McLaren's first international achievements were as a driver. He contested 101 world championship Grands Prix, winning four, and scoring no fewer than 23 other podium results. Upon taking his first win, in 1959, at 22 years of age, he became the youngest winner of an F1 Grand Prix.
That record stood until 2003, when it was bettered by current F1 world championship leader Fernando Alonso.
McLaren's proudest F1 win, though, was his last, his only Grand Prix victory in a car bearing his own name. With fellow Kiwi and friend Denny Hulme as team-mate, he also enjoyed huge success racing his big V8 McLaren sports cars on the lucrative North American CanAm series.
His enduring legacy, of course, is the F1 team that still carries his name. It's a team that sets high standards of engineering and competitive excellence that McLaren himself would surely have appreciated, and which scored its latest success when Juan Pablo Montoya beat Alonso to victory at the recent British Grand Prix.

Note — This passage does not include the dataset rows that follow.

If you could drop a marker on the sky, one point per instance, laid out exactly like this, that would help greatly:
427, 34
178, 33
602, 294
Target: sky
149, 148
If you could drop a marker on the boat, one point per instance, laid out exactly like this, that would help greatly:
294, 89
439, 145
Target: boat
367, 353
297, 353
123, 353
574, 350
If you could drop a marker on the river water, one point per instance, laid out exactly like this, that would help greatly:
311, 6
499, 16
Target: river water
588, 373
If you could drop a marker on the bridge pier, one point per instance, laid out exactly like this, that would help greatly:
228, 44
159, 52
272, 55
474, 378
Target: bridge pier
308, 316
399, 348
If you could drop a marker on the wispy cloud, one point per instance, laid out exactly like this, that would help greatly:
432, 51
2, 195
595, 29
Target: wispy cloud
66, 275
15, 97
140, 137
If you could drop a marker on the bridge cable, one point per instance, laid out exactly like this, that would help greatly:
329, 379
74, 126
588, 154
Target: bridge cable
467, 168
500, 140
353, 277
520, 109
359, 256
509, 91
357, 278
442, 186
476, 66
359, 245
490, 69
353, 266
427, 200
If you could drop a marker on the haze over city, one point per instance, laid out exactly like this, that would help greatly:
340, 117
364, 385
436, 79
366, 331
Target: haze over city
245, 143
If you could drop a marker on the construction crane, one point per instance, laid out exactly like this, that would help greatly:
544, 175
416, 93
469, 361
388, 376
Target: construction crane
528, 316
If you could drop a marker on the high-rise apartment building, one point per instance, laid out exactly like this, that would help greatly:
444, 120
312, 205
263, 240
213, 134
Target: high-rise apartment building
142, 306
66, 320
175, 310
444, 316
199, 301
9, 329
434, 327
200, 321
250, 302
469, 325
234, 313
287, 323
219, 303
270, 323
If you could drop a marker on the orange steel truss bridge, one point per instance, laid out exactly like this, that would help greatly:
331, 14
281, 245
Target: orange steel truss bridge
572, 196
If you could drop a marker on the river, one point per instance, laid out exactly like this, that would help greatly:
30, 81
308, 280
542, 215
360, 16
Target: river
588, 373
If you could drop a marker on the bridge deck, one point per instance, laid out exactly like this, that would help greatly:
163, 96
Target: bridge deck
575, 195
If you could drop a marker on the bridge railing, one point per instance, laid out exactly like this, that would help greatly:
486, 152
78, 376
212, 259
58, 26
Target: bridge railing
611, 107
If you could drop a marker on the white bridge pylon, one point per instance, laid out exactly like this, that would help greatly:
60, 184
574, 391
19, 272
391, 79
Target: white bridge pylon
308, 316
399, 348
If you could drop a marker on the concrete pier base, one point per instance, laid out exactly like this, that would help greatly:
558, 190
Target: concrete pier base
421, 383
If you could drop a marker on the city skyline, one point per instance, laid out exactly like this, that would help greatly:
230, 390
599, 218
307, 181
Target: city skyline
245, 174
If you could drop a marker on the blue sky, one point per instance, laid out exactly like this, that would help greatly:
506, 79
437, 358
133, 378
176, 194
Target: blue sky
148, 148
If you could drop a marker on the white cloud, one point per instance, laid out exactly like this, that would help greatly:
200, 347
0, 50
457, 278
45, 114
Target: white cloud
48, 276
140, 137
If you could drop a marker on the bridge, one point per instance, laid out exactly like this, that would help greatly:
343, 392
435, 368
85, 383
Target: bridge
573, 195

While Young has told much of the Bruce McLaren story in several earlier books, this latest work draws heavily on the columns Young and McLaren penned together during his racing career. A worthwhile new dimension is added by fresh perspectives from some of those who also knew the Kiwi racer well: fellow F1 racer driver and sometimes employee Chris Amon, and an even older racing rival, race mechanic and long-time McLaren team stalwart Phil Kerr come to the fore in this respect.
Having finished McLaren Memories, Young is now working on his next book project, The Denny Hulme Diaries.
Along with his 2003 work Forza Amon!, it will complete his unique look at New Zealand's three great F1 drivers.